No. In fact, it is possible to color the entire unit square red and blue so that there is no nonconstant continuous function $f:[0,1]\to[0,1]\times[0,1]$ whose image is entirely one color. The key observation is that the image of any such nonconstant function is a closed subset of $[0,1]\times[0,1]$ of cardinality $\mathfrak{c}$, and there are only $\mathfrak{c}$ such closed subsets. You can then construct a coloring by transfinite induction so that each such set has both a red point and a blue point.

In detail, let $(X_\alpha)_{\alpha<\mathfrak{c}}$ be an enumeration of all the closed subsets of $[0,1]\times[0,1]$ of cardinality $\mathfrak{c}$. We define sequences $(r_\alpha)_{\alpha<\mathfrak{c}}$ and $(b_\alpha)_{\alpha<\mathfrak{c}}$ by induction. Having defined $r_\beta$ and $b_\beta$ for all $\beta<\alpha$, define $r_\alpha$ and $b_\alpha$ to be two distinct points of $X_\alpha$ which are not equal to $r_\beta$ or $b_\beta$ for any $\beta<\alpha$. This is possible since we have chosen fewer than $\mathfrak{c}$ points so far, and $X_\alpha$ has cardinality $\mathfrak{c}$.

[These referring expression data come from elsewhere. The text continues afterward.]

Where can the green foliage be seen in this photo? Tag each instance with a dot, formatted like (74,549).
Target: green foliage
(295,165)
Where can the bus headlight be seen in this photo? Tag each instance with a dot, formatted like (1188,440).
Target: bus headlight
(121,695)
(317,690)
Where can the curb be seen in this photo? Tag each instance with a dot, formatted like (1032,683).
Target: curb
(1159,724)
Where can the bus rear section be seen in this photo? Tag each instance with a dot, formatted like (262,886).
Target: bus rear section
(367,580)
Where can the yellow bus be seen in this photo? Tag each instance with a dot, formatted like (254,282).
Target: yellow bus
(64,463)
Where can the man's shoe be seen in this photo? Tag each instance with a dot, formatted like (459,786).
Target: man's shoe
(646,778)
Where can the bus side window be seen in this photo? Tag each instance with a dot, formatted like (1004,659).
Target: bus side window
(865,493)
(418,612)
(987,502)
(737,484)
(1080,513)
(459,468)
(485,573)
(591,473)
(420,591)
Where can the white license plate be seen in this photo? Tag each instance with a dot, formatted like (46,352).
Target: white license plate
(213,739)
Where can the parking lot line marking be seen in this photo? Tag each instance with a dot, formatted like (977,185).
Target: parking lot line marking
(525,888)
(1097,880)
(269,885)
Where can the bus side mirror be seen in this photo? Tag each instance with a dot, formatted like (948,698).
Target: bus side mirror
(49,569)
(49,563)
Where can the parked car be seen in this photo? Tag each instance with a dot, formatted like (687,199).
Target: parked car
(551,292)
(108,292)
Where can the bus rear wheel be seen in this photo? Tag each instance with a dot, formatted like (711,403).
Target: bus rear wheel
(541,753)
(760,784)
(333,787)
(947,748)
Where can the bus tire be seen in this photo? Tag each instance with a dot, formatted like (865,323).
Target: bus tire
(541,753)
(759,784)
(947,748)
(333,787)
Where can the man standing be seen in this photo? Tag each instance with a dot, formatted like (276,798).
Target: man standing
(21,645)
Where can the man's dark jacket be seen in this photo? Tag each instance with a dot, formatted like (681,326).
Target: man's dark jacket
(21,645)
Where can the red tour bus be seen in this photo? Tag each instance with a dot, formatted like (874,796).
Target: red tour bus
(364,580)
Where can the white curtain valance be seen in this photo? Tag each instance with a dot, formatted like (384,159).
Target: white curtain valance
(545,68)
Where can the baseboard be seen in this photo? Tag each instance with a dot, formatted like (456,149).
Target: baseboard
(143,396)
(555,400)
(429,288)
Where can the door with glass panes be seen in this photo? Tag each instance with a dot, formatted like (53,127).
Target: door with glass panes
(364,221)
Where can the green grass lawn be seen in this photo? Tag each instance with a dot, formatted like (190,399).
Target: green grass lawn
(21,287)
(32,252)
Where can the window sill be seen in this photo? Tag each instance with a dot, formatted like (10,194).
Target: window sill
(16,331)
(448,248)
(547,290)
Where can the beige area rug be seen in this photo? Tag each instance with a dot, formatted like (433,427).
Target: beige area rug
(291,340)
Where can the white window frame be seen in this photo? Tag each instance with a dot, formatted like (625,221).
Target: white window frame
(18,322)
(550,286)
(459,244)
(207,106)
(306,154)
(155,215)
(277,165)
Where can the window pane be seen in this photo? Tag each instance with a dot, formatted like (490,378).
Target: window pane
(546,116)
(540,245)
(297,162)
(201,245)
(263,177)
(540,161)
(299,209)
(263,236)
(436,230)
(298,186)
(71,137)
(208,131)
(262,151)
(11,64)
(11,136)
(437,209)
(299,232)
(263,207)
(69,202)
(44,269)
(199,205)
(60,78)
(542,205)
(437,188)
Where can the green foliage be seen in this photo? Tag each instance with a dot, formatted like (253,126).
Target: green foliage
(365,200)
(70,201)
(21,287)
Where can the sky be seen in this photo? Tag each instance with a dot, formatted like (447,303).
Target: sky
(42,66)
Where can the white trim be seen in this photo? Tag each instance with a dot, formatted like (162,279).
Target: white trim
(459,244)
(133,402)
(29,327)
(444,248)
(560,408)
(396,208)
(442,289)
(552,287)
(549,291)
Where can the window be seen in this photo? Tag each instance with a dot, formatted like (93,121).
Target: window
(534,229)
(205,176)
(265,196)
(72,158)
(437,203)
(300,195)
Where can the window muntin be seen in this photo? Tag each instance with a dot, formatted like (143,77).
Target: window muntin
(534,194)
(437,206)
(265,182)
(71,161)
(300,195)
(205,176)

We thus obtain two disjoint sets $R=\{r_\alpha\}_{\alpha<\mathfrak{c}}$ and $B=\{b_\alpha\}_{\alpha<\mathfrak{c}}$ which each intersect every $X_\alpha$. Color all the points in $R$ red, and all the points in $B$ blue, and all the points that are in neither $R$ nor $B$ however you want. Then neither the red points nor the blue points contain any $X_\alpha$, and thus neither contains the image of a nonconstant continuous function $f:[0,1]\to[0,1]\times[0,1]$.

---

However, it is true that at most one of your conditions (a) and (b) are true. See this answer to an earlier question for a proof. (The proof there assumes the endpoints of the paths are the corners of the square, but a similar argument works in general. Or, you can apply a homeomorphism of the square that sends the endpoints of the paths to the corners.)

Color $(x,y)\in[0,1]^2$ red if $x=0$ or $y=1/2\cdot\sin(1/x)$. Color everything else blue. There are no paths of either color connecting its respective edges.

Note that the red path does not "reach" the line $x=0$. See also this post and the counterexample in the answers: "Intermediate Value Theorem" for curves

Okay, thinking about it more has gotten me this answer:

Consider the colouring:

$(x,0)$ is always blue

For each natural number n,

$(\frac{1}{n},y)$ is blue iff $\frac{1}{n}\leq y$, and everything else is red.